Internal distractions could be of physical origin or stress-related origin. Internal distractions of physical origin are lack of sleep, poor diet, lack of exercise, illness, physical injury, physical urges etc. Internal distractions of stress-related origin are relationship problems, friction with family or friends, worry about money, anxiety, fantasies etc.
Fear of failure is another reason for poor concentration. Often the thought of failing an exam or assignment starts to take more time than the actual study and this in turn adds to your worry.
Another major reason for lack of concentration is vagueness, confusion, and fuzzy-mindedness about what you are supposed to do and in what order and for what reason. Only about 3 percent of students or for that matter even adults have clear, written, goals. It’s hard to concentrate when you do not have a clear, firm, well-defined goal.
How can you improve your Concentration?
- Avoid eating a big meal before a study session. Too much food will send your body into a ‘rest’ mode. On the other hand, don’t starve yourself either. Frequent small meals are best.
- Study according to your body-clock. Are you sharpest in the morning or at the evening? Schedule your most difficult materials when you are mentally at your best, and schedule the easier ones when you are mentally less efficient.
- Drink plenty of water during a study session, especially when you feel sluggish. Caffeine may help you to stay awake, but it can increase your anxiety – use it in moderation.
- Choose a chair that supports your back. It should be comfortable, but not too comfortable. Just like an athlete during a performance, your body should be relaxed, so that all your energy goes to where it matters – your brain.
- Have everything you need on the desk. Put away what you do not need for the study session. Seeing reminders of other assessments or domestic bills may increase your anxiety and distract you.
- It is important to take a break before you feel tired and lose your concentration completely. Regular breaks at least once an hour helps to sustain your concentration. If the work is not going too well and you have difficulties in concentrating, you may need a long break and go back to it later
- Know and respect your concentration span which will vary from hour to hour and from day to day. When you sit for long periods, gravity draws the blood to the lower part of your body. When you take a break, take a few deep breaths and get more oxygen to your brain: try walking around and doing some light stretching for a few minutes. It will help to release tension in your body, and help your circulation.

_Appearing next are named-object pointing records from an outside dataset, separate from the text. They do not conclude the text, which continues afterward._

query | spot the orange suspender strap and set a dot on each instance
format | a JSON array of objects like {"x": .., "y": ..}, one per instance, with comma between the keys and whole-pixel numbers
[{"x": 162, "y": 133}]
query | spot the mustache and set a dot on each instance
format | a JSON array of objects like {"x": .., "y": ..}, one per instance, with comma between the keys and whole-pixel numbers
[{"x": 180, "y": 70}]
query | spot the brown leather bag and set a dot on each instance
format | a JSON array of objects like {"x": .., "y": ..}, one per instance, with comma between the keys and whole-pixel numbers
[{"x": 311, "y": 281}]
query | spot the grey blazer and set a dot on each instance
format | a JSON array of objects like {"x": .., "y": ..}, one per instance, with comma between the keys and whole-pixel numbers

- Study at the same time and at the same place, devoted to study only. This helps you to associate the time and place with studying and concentrating. You will find that you get into a habit of studying as soon as you sit down.
In conclusion, I can assure you that the rewards for improving your concentration can be priceless. You’ll be delighted at your ability to recall information given in the class or in the text book. You’ll find yourself accomplishing more in the same period of time. It can even boost your self confidence and attitude and will experience the joy of learning.